By 6:00 p.m. her condition became irretrievable when the port side paddle box tore away, leaving numerous holes in the hull. The water rose in the hold faster than the pumps could work. By midnight, the boiler fire was extinguished and Alaskan lost all power save for an emergency sail rigged earlier to keep her steadier in the wind.

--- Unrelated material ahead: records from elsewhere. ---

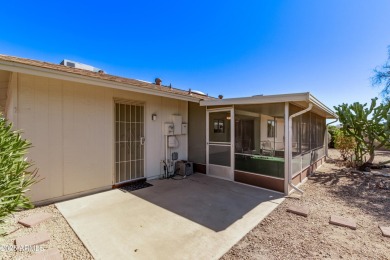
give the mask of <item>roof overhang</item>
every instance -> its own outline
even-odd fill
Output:
[[[281,95],[267,95],[267,96],[253,96],[242,98],[228,98],[228,99],[214,99],[202,100],[201,106],[232,106],[232,105],[254,105],[254,104],[271,104],[271,103],[291,103],[296,106],[307,108],[309,103],[313,104],[313,110],[316,113],[323,115],[328,119],[337,119],[336,113],[314,97],[310,92],[281,94]]]
[[[41,68],[41,67],[27,65],[27,64],[21,64],[18,62],[0,60],[0,70],[73,81],[73,82],[113,88],[113,89],[133,91],[138,93],[144,93],[144,94],[149,94],[154,96],[161,96],[161,97],[167,97],[167,98],[190,101],[190,102],[199,102],[201,100],[200,98],[192,97],[190,95],[186,96],[186,95],[180,95],[176,93],[159,91],[157,88],[156,89],[143,88],[131,84],[109,81],[109,80],[99,79],[99,78],[92,78],[88,76],[58,71],[54,69],[47,69],[47,68]]]

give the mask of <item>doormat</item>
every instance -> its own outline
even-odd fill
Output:
[[[140,189],[143,189],[143,188],[147,188],[147,187],[150,187],[150,186],[153,186],[152,184],[146,182],[146,181],[137,181],[137,182],[133,182],[133,183],[130,183],[126,186],[122,186],[120,187],[119,189],[122,190],[122,191],[135,191],[135,190],[140,190]]]

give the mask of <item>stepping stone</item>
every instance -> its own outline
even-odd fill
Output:
[[[329,223],[336,226],[349,227],[353,230],[356,229],[356,220],[350,218],[343,218],[340,216],[332,215],[330,217]]]
[[[62,260],[60,250],[57,248],[50,248],[43,252],[39,252],[28,258],[28,260]]]
[[[49,213],[36,213],[31,216],[28,216],[24,219],[19,220],[18,222],[25,227],[32,227],[38,225],[39,223],[51,218],[51,214]]]
[[[309,209],[300,206],[290,206],[287,208],[287,212],[291,212],[304,217],[307,217],[309,215]]]
[[[35,246],[46,243],[50,240],[50,236],[47,232],[33,233],[27,236],[18,237],[15,239],[17,248],[23,248],[25,246]]]
[[[390,237],[390,227],[379,226],[384,237]]]

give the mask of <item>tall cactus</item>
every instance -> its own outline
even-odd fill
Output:
[[[390,103],[377,106],[378,98],[371,99],[371,105],[358,102],[334,107],[342,124],[341,131],[356,140],[355,157],[358,163],[369,154],[372,163],[375,149],[390,146]]]

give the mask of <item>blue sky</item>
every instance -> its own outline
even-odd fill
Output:
[[[390,1],[7,1],[0,53],[80,61],[212,96],[312,92],[368,102]]]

Captain Howes ordered the ship's boats to be launched and towed behind the vessel on a line. Three of the four boats were successfully launched this way, and most of the crew were successfully evacuated, save only five men: Captain Howes, the chief engineer, the second mate, steward Al Rahles, and seaman Denny. As the boats were being launched, the crew saw a light from another ship, and desperately launched two distress rockets to ask for assistance. As the evacuation was going on, a wave broke over the deck and sucked Quartermaster (the seaman who actually steers the ship) Shielderup into the now-exposed side wheel where he was horribly mangled. At about 1:00 a.m. on Monday morning, the ship seemed to be going down so they cut the line to the boats. There was then no way off the Alaskan for the five men left on board.

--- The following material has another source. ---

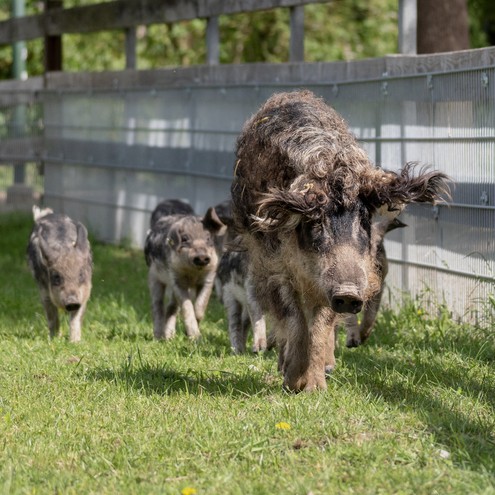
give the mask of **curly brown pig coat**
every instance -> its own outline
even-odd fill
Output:
[[[375,167],[343,118],[309,91],[273,95],[237,142],[235,227],[290,390],[326,388],[334,328],[380,291],[374,214],[435,202],[447,177]],[[376,243],[375,243],[376,244]]]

The ship stayed afloat for about another hour and a half. Captain Howes and chief engineer Swain ended up clinging to a fragment of the deck. The pilot house floated by, with three men hanging on to it. Against the captain's advice, the chief struck out swimming for them, but never made it and was not seen again.

==Rescue of survivors==
The tug Vigilant, moving slowly because of her tow—a manned barge—had seen the Alaskans distress rockets, and arrived at the scene Monday evening, when she picked up the three men from the pilot house, and one living man and one dead from a life raft. Vigilant found Captain Howes still hanging on to the deck fragment, which had been gradually getting smaller as seas tore off pieces. He was taken on board after 33 hours in the water. Vigilant picked up the men from the first boat, with the ship's mate on board. A second boat reached shore, but the third boat was never seen again. Quartermaster Shieldrup was picked up alive, his leg nearly severed. He died a short while later and was buried at sea. News accounts said 21 people were lost, although there may have been undocumented stowaways drowned as well. The ship was insured for $200,000. Captain Howes and his remaining crew were later returned Astoria by the coastal passenger liner Columbia, also operated by O.R. & N.